巷説百物語 飛縁魔


2007.6.9 恐怖とギャグが入り混じる 【巷説百物語 飛縁魔】

                     

評価:3

■ヒトコト感想
原作の雰囲気をどれだけ表現できるか。姑穫鳥の夏では散々だったので本作には期待していた。結論から言うと原作の恐ろしさは表現できていると思う、しかしそれ以上に本作独自のギャグ的な部分が強調されている。あまりにギャグの印象が強いために、せっかくの恐ろしさが吹き飛んでしまった。いかにも何かおどろおどろしい霊の存在をイメージさせながら現実的な解を導き出す。この手法は京極堂シリーズと同じだが、出てくるキャラクターの個性が強烈なのは本作だろう。あまりに原作とかけ離れたギャグ的エッセンスにちょっと辟易しながらも、最後はゾクリと寒気がするような終わらせ方をする。よくわからない作品だ。

■ストーリー

江戸の街で夜な夜な発見される黒こげ死体。誰がどうやって大の男を燃やし遺棄したのか? 色街で評判の白菊なる女の仕業との目撃情報もあるが、白菊の行く所行く所火事が発生し姿を消す。 白菊は悪評高き妖怪・飛縁魔なのか。おぎんにまで疑いをかけられ、いよいよ又市たちが真相の解明に動き出す。 同心・田所のところに転がり込んだ謎の女おきく、白菊を待ち続ける大店の金城屋。飛縁魔はこの世に実在するのか。 白菊の正体は? 又市たちが複雑に絡んだ謎を解き明かす。

■感想
続巷説百物語の中の一つを映像化した作品である本作。どうも頭で思い浮かべた主人公たちとは若干違っていたが、それらは許容範囲内だ。しかし、違和感を感じたのはところどころに登場する笑えないギャグだ。これは作品の雰囲気を大きく変えているだけでなく、恐ろしい雰囲気をぶち壊すようにも感じられた。まあ、見方を変えれば深刻な内容である本作を明るいタッチに変える役目は果たしている。
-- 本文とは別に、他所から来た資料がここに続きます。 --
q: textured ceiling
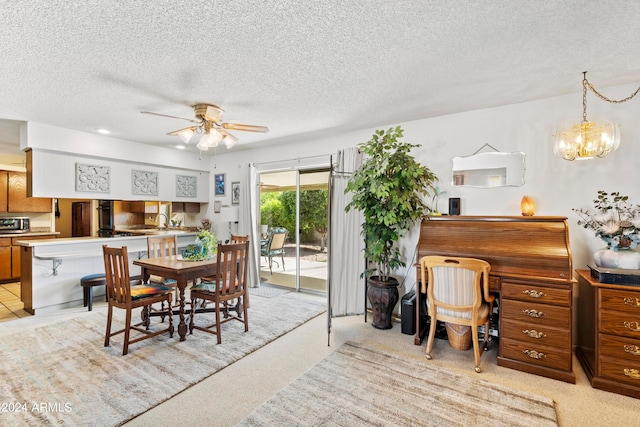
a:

いかにも妖怪の類か、もしくは霊の仕業だと思わせておいて、又市が事件の真相を暴く。又市の怪しさもさることながら、おぎんのインパクトもすごい。そして白菊の恐ろしさと怪しい表情。普段は落ち着いて、しおらしい白菊が正体を明かし、すべてを告白する場面では、まるで別人のまるで口裂女にでもなったようなものすごい表情をしていた。演出の効果なのだろうが、この顔だけで
鳥肌が立ってしまった

監督が「トリック」などを撮った堤監督なのでこうなったのか。もしくは堤監督だからこそこれほど恐怖感を表現できたのだろうか。できることならギャグ部分を除外して、リングの監督でもある中田秀夫にでも撮ってもらいたい。また違った魅力がでてくるのかもしれない。

相当な京極夏彦のファン以外はあまり見る価値はないのかもしれない。